In February, 18 Al Wefaq MPs resigned after seven citizens were killed initially during clashes with security forces as they tried to evict protestors and take control of the Pearl Roundabout (now razed and known as Al Farooq junction).
Bahrain's Crown Prince Shaikh Salman bin Hamad Al Khalifa drove to the state-run Bahrain Television and appealed for calm and called for a national dialogue.
As a further gesture of reconciliation, Royal pardon was announced for 308 prisoners including those arrested for running a clandestine terror network. This included hardliner cleric Shaikh Hassan Mushaima from Haq Movement of Liberty and Democracy, the hard-line Shiite opposition party.
Thousands of protestors continued to stage protests and camped at Bahrain's once iconic landmark Pearl Roundabout.
Activists from opposition groups Al Wefaq and National Democratic Action Society stepped in to push their agendas.
Shaikh Ali said during this period they had sent their demands to the Crown Prince. This included elected government, constitutional monarchy, tackling corruptions and naturalization, parliament vested with more power among others calling for social and economic reforms.

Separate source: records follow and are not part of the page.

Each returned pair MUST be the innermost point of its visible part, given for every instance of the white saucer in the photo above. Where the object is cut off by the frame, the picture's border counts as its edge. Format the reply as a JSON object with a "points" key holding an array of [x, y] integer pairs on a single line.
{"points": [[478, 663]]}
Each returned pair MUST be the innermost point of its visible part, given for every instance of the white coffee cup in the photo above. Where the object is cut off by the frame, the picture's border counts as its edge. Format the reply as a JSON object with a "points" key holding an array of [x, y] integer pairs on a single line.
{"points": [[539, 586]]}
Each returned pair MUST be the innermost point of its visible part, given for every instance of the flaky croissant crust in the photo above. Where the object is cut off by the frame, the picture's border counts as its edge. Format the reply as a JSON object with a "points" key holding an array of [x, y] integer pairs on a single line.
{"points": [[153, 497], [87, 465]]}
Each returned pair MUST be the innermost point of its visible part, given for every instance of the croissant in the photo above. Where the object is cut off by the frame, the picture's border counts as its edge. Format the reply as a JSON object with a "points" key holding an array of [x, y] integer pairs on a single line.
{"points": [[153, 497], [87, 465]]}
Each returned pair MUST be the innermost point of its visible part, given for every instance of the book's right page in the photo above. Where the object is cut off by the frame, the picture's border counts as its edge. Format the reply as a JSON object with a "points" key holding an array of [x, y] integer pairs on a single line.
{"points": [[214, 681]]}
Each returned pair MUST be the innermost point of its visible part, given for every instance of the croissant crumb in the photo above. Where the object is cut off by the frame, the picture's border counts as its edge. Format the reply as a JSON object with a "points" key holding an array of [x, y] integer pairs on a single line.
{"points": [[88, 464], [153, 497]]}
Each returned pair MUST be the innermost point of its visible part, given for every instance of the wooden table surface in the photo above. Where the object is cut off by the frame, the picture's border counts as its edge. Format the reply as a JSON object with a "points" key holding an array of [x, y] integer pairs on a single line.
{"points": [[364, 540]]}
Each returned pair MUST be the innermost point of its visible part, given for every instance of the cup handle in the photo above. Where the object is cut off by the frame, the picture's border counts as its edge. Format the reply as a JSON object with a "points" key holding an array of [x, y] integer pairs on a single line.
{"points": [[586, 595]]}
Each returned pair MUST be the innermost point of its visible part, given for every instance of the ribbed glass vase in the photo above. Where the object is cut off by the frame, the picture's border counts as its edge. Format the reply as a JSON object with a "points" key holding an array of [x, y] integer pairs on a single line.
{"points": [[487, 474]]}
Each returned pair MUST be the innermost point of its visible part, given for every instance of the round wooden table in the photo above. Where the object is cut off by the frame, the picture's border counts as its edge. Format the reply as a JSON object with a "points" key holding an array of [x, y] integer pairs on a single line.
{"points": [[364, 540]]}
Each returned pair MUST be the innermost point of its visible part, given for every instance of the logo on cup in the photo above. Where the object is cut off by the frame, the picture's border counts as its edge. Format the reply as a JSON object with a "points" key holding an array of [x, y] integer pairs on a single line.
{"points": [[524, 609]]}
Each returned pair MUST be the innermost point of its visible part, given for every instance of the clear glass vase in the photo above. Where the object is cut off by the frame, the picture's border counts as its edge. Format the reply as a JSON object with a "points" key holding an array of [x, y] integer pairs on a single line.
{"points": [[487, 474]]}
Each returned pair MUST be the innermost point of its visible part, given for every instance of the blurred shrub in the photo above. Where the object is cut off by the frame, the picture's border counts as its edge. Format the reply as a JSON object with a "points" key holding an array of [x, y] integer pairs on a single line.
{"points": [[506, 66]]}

"We want this country to progress and believe that if all these issues are solved all parties would gradually move. Any solution accepted by the majority of its citizens will be accepted," he said.
The Bahrain Government announced three months of national emergency with Saudi Arabia-led Gulf Cooperation Council forces arriving in the country to quell popular protests.

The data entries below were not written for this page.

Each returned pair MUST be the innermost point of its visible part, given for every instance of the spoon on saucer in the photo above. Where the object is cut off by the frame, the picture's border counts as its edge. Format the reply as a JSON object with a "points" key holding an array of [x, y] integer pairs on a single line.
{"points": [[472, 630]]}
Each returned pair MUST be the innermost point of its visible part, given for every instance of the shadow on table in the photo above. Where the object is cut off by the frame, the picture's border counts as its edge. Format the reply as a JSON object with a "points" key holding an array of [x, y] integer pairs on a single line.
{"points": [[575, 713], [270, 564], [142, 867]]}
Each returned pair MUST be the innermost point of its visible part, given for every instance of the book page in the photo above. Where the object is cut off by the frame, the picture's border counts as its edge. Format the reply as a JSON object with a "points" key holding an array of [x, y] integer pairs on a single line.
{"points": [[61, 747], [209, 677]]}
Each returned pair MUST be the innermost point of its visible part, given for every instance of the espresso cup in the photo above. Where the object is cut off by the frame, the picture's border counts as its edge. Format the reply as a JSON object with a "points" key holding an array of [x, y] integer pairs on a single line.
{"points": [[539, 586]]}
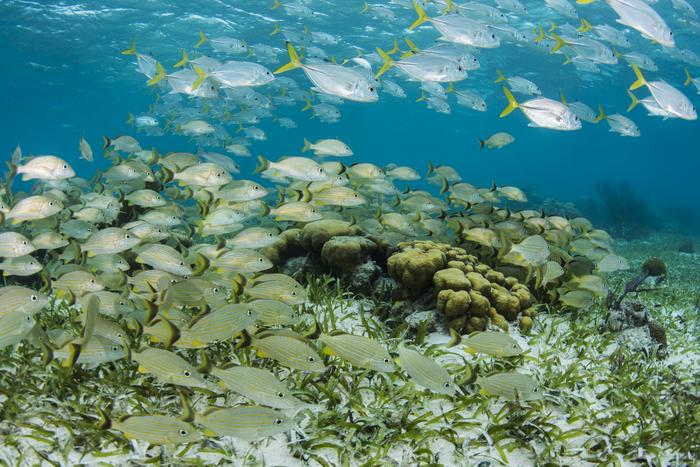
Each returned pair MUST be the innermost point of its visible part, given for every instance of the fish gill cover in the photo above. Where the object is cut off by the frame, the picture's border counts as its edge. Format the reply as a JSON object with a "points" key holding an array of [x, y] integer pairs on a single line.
{"points": [[302, 229]]}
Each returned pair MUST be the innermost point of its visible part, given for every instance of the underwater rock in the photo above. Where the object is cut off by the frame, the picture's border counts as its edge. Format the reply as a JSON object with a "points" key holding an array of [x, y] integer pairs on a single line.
{"points": [[315, 234], [414, 266], [343, 254], [636, 329], [470, 294], [288, 246], [451, 278]]}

Opposition leaders, sportsman, human rights activists, doctors, nurses, teachers were rounded up on different charges from inciting hatred, links with foreign groups to overthrowing regimes, possession of arms, killing policemen and migrant workers.
"We certainly condemn the killing of citizens during the unrest and call for an investigation to punish the culprits. This dialogue has opened an opportunity for all parties to sit at the table and discuss everything. There is nothing hidden," said Shaikh Abdullatif Al Mahmood, chairman of the National Unity Gathering (NUG).
This newly formed political society has strong following among Sunnis and has thousands of supporters and according to political observers, is seen as direct competition to Al Wefaq.
"This National Dialogue that starts next month is important for the country and there should be no foreign interference in this issue," said Al Mahmood, referring to Iran that Bahraini government accused of constantly interfering in the country's affairs since the unrest.
While Al Wefaq is on the back foot over the National Dialogue, the largest pro-government group NUG has set all its eyes for the talks.
"There are some common demands that can be worked out. But participation is the key at this stage," said Al Mahmood.
On the other hand, Shaikh Ali said, "We want real dialogue to discuss our demands rather than loyalists and opposition fighting it out with no solution that will be witnessed in this dialogue. I support the regime, but I also back the demands of the majority of citizens of this country."
Four policemen and 30 people have died in the unrest that started in February, while several citizens are still standing on trial.
The unrest is the worst since 1990s and has resulted in billions of U.S. dollars of loss and attracted criticism from international human rights groups, medical associations, western media and sports bodies that resulted in the cancellation of 2011 Formula 1 race in Bahrain.